PRODUCT DESIGN AND MANUFACTURING(2013)

The coverage of this topic is fortified with many numerical examples. Chapter 16 on new product development and product management deals with pre-market and marketing phases of a new product. The pre-market phases deal with seven phases of new product development, i. The marketing phases are concerned with that part of product life cycle which involves product introduction, growth, maturity and decline.

These aspects are covered in the chapter with descriptive and mathematical models. Chapter 17 contains design for environment. With the passage of time, the pressure on industry to produce eco-friendly products has increased. We received some feedback from students indicating the need for inclusion of certain materials to enhance the utility of the book: End of chapter review questions so that the readers have a better understanding of the subject.

More information on metal machining as well as micro-machining processes. They also highlighted the need for covering in detail the topic of Welding Processes considering its importance. The need was felt for additional input for the topic of Human Factors in Engineering so as to include the design of work place, effect of noise, light and glare, heat and humidity on human operators.

Besides the above feedback from the students, the authors also observed certain changes in the syllabi of AMIE and some proactive universities which necessitated the inclusion of topics such as Fibre Reinforced Plastics and Ceramics. This updated and enlarged edition takes into account the changes that have taken place ever since the previous edition was published. Most of the requirements of the students and the proactive universities have now been taken care of.

Helping Teachers to Teach and Students to Learn

Devasia, Senior Editor; Mr. Pankaj Manohar, Assistant Production Manager, for the support provided by them.

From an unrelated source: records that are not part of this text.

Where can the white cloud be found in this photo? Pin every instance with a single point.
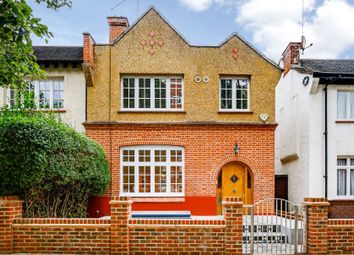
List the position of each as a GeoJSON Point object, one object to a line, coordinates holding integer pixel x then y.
{"type": "Point", "coordinates": [202, 5]}
{"type": "Point", "coordinates": [329, 25]}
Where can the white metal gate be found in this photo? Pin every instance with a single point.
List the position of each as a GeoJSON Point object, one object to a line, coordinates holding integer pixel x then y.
{"type": "Point", "coordinates": [274, 226]}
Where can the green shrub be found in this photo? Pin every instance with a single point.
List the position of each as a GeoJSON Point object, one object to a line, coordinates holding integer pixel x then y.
{"type": "Point", "coordinates": [49, 165]}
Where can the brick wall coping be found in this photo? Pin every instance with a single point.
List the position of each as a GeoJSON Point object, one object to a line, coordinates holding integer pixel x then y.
{"type": "Point", "coordinates": [62, 221]}
{"type": "Point", "coordinates": [213, 221]}
{"type": "Point", "coordinates": [315, 204]}
{"type": "Point", "coordinates": [203, 123]}
{"type": "Point", "coordinates": [341, 222]}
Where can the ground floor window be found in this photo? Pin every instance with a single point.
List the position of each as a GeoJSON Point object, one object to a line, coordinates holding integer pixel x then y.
{"type": "Point", "coordinates": [345, 176]}
{"type": "Point", "coordinates": [152, 171]}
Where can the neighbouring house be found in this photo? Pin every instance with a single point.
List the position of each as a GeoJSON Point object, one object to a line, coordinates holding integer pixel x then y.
{"type": "Point", "coordinates": [315, 133]}
{"type": "Point", "coordinates": [183, 126]}
{"type": "Point", "coordinates": [63, 90]}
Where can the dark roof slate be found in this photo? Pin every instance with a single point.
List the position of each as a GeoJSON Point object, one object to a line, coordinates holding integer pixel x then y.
{"type": "Point", "coordinates": [329, 66]}
{"type": "Point", "coordinates": [58, 53]}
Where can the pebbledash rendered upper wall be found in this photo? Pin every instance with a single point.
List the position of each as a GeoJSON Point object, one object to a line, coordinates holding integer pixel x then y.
{"type": "Point", "coordinates": [172, 55]}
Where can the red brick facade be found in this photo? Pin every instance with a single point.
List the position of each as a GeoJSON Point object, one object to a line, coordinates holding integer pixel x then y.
{"type": "Point", "coordinates": [341, 236]}
{"type": "Point", "coordinates": [207, 148]}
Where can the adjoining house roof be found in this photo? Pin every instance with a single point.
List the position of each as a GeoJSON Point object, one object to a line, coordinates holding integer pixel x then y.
{"type": "Point", "coordinates": [152, 8]}
{"type": "Point", "coordinates": [329, 66]}
{"type": "Point", "coordinates": [58, 53]}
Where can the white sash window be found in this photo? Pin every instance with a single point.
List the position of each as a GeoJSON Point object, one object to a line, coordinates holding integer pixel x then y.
{"type": "Point", "coordinates": [152, 171]}
{"type": "Point", "coordinates": [152, 94]}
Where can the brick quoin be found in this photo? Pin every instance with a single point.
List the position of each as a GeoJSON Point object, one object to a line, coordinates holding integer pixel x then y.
{"type": "Point", "coordinates": [317, 225]}
{"type": "Point", "coordinates": [207, 148]}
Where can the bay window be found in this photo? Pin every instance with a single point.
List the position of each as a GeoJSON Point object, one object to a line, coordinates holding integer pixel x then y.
{"type": "Point", "coordinates": [152, 93]}
{"type": "Point", "coordinates": [152, 171]}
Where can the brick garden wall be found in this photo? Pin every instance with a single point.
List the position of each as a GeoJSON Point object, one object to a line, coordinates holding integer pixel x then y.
{"type": "Point", "coordinates": [341, 209]}
{"type": "Point", "coordinates": [125, 235]}
{"type": "Point", "coordinates": [81, 236]}
{"type": "Point", "coordinates": [121, 234]}
{"type": "Point", "coordinates": [341, 236]}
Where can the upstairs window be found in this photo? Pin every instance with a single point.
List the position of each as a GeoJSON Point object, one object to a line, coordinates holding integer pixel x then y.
{"type": "Point", "coordinates": [48, 94]}
{"type": "Point", "coordinates": [345, 177]}
{"type": "Point", "coordinates": [234, 94]}
{"type": "Point", "coordinates": [152, 94]}
{"type": "Point", "coordinates": [152, 171]}
{"type": "Point", "coordinates": [345, 105]}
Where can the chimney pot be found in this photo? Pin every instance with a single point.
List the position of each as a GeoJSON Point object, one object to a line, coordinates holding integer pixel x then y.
{"type": "Point", "coordinates": [117, 25]}
{"type": "Point", "coordinates": [291, 56]}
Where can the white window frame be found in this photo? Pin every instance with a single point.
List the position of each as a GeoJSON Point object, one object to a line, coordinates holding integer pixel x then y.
{"type": "Point", "coordinates": [348, 169]}
{"type": "Point", "coordinates": [152, 165]}
{"type": "Point", "coordinates": [233, 98]}
{"type": "Point", "coordinates": [36, 93]}
{"type": "Point", "coordinates": [152, 91]}
{"type": "Point", "coordinates": [348, 106]}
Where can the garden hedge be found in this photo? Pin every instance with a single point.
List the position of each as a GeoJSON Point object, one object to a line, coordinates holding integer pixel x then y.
{"type": "Point", "coordinates": [49, 165]}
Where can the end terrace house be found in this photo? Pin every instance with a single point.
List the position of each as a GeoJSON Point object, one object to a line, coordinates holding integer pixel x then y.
{"type": "Point", "coordinates": [315, 135]}
{"type": "Point", "coordinates": [183, 126]}
{"type": "Point", "coordinates": [62, 91]}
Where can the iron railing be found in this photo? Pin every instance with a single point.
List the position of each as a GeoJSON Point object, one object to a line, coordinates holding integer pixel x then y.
{"type": "Point", "coordinates": [274, 226]}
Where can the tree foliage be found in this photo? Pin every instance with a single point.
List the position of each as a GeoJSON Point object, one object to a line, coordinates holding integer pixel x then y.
{"type": "Point", "coordinates": [17, 24]}
{"type": "Point", "coordinates": [49, 165]}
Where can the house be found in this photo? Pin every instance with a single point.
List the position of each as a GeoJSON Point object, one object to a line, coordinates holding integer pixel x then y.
{"type": "Point", "coordinates": [182, 126]}
{"type": "Point", "coordinates": [63, 90]}
{"type": "Point", "coordinates": [315, 133]}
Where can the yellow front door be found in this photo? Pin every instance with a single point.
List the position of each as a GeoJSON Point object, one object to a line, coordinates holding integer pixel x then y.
{"type": "Point", "coordinates": [234, 180]}
{"type": "Point", "coordinates": [233, 176]}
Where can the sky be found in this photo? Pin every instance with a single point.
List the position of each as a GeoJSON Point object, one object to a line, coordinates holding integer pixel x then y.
{"type": "Point", "coordinates": [269, 25]}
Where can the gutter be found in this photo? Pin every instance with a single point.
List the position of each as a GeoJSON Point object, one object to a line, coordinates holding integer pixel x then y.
{"type": "Point", "coordinates": [327, 81]}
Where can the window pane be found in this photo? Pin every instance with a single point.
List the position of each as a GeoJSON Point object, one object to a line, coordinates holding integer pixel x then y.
{"type": "Point", "coordinates": [160, 179]}
{"type": "Point", "coordinates": [144, 179]}
{"type": "Point", "coordinates": [128, 178]}
{"type": "Point", "coordinates": [160, 156]}
{"type": "Point", "coordinates": [176, 93]}
{"type": "Point", "coordinates": [58, 94]}
{"type": "Point", "coordinates": [341, 182]}
{"type": "Point", "coordinates": [144, 93]}
{"type": "Point", "coordinates": [226, 94]}
{"type": "Point", "coordinates": [341, 105]}
{"type": "Point", "coordinates": [129, 93]}
{"type": "Point", "coordinates": [241, 94]}
{"type": "Point", "coordinates": [141, 161]}
{"type": "Point", "coordinates": [341, 162]}
{"type": "Point", "coordinates": [176, 179]}
{"type": "Point", "coordinates": [44, 94]}
{"type": "Point", "coordinates": [160, 93]}
{"type": "Point", "coordinates": [352, 182]}
{"type": "Point", "coordinates": [352, 105]}
{"type": "Point", "coordinates": [128, 155]}
{"type": "Point", "coordinates": [144, 156]}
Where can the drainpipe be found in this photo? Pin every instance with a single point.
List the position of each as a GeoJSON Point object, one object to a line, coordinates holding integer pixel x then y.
{"type": "Point", "coordinates": [326, 142]}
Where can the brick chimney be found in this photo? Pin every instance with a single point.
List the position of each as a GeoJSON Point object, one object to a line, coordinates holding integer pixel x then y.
{"type": "Point", "coordinates": [291, 56]}
{"type": "Point", "coordinates": [117, 25]}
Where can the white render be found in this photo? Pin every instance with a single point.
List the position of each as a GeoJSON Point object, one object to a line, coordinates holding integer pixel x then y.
{"type": "Point", "coordinates": [300, 116]}
{"type": "Point", "coordinates": [74, 95]}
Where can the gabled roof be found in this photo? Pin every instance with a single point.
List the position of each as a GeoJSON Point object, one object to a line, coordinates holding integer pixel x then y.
{"type": "Point", "coordinates": [329, 66]}
{"type": "Point", "coordinates": [152, 8]}
{"type": "Point", "coordinates": [58, 53]}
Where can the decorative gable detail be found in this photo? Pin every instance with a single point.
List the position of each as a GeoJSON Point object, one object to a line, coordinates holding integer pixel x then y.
{"type": "Point", "coordinates": [152, 43]}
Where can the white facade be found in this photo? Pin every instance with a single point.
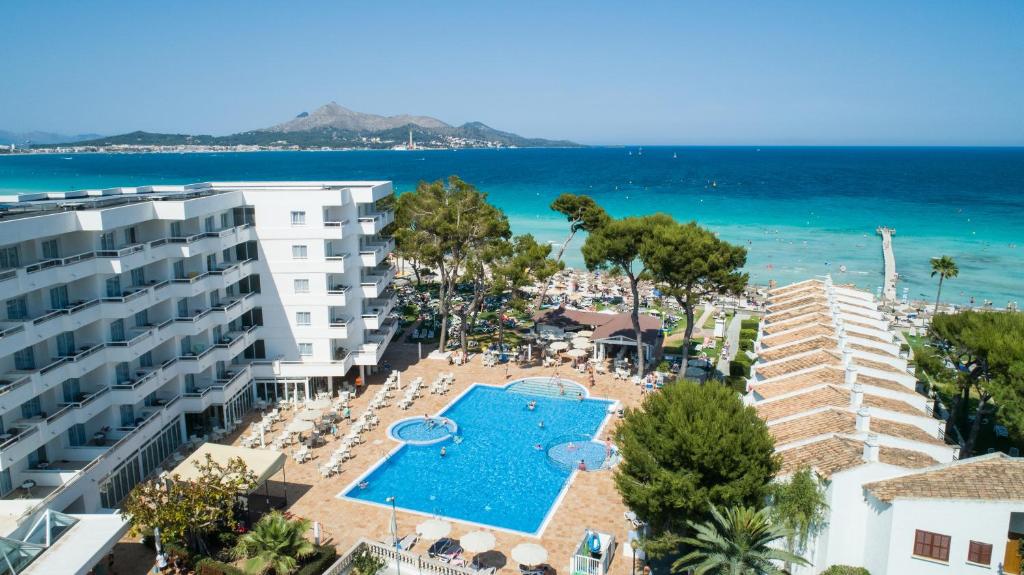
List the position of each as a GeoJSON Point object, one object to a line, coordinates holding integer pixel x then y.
{"type": "Point", "coordinates": [133, 318]}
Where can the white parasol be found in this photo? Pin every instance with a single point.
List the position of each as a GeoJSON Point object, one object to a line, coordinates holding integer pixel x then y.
{"type": "Point", "coordinates": [433, 529]}
{"type": "Point", "coordinates": [300, 426]}
{"type": "Point", "coordinates": [529, 554]}
{"type": "Point", "coordinates": [477, 541]}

Any suggestions for further improvement of the book will be warmly appreciated. Chitale R. A designer does not usually produce the goods or services which immediately satisfy consumers needs. Rather, he produces the prototype which is used as a sample for reproducing the particular goods or services as many times as required.

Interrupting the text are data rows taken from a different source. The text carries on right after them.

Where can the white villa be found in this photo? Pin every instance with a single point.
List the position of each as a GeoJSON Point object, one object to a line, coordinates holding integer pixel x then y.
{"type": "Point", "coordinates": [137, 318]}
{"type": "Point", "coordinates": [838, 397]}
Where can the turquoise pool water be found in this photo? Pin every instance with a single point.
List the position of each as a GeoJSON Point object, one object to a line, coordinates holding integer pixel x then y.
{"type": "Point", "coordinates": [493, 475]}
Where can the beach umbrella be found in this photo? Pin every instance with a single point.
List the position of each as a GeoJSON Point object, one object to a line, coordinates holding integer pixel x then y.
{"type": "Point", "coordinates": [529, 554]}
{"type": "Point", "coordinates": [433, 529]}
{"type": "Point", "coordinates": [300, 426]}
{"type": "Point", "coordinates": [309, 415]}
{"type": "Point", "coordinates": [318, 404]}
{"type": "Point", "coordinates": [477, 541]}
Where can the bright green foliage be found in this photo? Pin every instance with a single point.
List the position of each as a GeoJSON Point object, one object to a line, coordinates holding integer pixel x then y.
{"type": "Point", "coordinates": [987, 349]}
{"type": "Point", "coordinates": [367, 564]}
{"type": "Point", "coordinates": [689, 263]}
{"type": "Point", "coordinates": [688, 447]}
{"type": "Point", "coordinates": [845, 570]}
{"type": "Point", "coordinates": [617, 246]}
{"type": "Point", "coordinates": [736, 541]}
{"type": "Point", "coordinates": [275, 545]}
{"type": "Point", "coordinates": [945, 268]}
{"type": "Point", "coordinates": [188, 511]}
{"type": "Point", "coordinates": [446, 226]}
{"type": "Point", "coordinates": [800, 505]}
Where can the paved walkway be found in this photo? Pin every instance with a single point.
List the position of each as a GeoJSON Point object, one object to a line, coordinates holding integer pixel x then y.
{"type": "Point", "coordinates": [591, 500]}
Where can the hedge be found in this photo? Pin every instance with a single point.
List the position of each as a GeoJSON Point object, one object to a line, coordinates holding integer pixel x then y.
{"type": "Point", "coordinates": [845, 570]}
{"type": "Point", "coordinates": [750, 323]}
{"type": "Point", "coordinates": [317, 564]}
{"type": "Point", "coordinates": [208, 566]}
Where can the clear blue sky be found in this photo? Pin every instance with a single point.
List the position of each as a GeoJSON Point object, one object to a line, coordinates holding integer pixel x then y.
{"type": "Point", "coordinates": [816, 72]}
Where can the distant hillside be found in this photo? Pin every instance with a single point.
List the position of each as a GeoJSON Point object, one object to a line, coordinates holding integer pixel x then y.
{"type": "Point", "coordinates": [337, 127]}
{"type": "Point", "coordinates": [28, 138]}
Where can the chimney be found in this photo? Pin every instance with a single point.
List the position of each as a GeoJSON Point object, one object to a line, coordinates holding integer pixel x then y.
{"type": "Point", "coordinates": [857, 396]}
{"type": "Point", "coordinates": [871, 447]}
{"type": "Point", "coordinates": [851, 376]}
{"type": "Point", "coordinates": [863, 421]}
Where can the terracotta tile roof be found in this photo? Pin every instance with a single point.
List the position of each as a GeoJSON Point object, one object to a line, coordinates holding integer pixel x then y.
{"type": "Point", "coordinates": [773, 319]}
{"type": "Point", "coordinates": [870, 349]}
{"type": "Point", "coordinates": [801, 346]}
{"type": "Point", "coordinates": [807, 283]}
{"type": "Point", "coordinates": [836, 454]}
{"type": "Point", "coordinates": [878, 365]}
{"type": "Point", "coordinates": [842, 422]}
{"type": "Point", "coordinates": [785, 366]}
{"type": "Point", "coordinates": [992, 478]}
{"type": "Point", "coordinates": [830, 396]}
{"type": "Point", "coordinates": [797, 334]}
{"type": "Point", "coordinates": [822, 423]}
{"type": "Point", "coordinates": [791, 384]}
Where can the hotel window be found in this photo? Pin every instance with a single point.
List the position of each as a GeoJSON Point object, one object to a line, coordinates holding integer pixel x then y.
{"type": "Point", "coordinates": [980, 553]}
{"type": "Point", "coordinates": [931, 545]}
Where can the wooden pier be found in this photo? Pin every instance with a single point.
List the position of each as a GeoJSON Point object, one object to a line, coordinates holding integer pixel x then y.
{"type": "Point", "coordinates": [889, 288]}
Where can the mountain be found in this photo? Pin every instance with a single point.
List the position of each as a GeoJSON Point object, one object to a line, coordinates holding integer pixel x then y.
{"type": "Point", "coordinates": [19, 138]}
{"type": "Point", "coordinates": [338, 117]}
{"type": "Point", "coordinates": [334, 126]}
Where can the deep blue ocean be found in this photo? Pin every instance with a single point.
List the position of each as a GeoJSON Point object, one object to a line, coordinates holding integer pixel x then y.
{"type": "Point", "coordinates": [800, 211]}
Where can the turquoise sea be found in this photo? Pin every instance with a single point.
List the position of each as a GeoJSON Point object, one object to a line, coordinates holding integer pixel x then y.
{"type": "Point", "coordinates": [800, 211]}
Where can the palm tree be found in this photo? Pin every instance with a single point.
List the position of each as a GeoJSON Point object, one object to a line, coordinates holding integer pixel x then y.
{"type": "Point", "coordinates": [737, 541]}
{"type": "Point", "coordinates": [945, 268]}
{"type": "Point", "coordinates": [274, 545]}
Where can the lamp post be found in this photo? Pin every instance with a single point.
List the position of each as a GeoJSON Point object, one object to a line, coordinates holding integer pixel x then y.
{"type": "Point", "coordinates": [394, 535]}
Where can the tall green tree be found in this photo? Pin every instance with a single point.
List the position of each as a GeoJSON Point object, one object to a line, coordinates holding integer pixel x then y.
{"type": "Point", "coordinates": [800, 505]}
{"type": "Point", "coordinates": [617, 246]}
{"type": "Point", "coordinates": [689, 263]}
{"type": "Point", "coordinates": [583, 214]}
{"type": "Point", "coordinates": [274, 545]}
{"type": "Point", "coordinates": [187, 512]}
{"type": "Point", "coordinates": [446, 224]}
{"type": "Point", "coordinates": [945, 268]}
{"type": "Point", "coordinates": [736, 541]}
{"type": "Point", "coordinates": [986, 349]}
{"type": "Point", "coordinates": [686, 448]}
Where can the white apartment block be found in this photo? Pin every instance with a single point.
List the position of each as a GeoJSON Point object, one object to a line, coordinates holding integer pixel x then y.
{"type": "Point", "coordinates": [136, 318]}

A design may be of a pattern on upholstery or of a dress in the world of fashion. If the producer believes that a sufficient number of customers will be satisfied by the product, then mass production of the item or service may be taken up by the production department. In the course of production, an error made by the producer in manufacturing an item may lead to its rejection; but an error in design, which will be repeated in all products, may lead to an economic misadventure of enormous proportions.

The designers responsibility is therefore serious. The leisurely pace of technological change reduced the risk of making major errors. The circumstances rarely demanded analytical capabilities of the designer. This was design by evolution. Development of the bicycle from its crank operated version to its present day chain and sprocket version over a period of about a century is a typical example of design by evolution.

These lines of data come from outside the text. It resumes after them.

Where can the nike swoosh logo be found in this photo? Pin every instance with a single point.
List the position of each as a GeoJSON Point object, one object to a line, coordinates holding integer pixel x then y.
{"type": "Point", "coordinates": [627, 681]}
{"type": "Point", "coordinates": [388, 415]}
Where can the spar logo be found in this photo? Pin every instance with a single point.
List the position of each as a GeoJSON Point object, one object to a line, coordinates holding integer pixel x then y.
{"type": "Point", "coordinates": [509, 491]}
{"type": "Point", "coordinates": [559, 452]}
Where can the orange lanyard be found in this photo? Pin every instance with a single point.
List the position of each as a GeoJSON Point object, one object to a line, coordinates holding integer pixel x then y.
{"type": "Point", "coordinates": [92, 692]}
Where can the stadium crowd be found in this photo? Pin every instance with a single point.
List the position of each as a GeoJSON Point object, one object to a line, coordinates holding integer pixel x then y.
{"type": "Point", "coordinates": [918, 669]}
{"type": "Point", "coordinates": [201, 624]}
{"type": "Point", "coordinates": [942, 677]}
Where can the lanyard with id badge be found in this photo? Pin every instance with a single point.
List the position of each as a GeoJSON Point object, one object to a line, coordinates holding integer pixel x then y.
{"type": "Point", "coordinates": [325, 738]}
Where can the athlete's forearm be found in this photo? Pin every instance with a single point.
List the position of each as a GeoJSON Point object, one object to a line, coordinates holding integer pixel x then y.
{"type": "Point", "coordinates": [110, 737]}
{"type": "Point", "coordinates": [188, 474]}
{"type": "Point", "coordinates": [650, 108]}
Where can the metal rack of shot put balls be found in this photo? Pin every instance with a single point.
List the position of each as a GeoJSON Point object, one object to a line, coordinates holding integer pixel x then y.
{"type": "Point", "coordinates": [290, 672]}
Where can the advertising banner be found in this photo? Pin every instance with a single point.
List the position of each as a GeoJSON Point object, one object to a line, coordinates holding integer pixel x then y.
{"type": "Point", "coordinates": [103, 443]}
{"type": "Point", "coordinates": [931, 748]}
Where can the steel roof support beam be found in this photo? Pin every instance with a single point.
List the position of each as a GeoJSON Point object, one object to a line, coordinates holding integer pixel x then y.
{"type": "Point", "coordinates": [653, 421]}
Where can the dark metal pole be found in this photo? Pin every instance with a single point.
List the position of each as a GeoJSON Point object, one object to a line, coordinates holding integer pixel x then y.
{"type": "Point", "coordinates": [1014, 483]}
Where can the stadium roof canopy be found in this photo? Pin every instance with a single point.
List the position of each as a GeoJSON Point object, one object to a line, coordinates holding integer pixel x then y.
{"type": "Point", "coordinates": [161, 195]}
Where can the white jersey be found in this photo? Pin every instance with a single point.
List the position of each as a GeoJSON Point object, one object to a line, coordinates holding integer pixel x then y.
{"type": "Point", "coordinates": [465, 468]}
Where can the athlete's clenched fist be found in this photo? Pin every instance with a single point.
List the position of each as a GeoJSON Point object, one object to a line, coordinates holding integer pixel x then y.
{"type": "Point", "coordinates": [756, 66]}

The disadvantages of evolutionary design are: Unsuitability for mass production. An evolved design is rather crude and is more oriented towards design by masses for Production by masses Gandhian philosophy rather than mass production. It is acceptable at village level but unacceptable at urban level.

Product Design And Manufacturing

Difficulty in modification. A design by evolution is shaped by demands of time. On the other hand, design by invention and creative process uses sophisticated tools and techniques such as CAD Computer-Aided Design workstation. The CAD workstation helps generate a large number of design alternatives within minutes. Inability to tap new technologies. A new technology can result in a totally new design based on a different working principle as compared with evolutionary design which relies heavily on small modifications in an existing design.

It is well known that the new technology has made artisans and craftsmen of certain categories redundant. Every skill, which the designer or the design team can muster in analysis and synthesis, is instrumental in a totally novel design. Examples of design by innovation are: 1.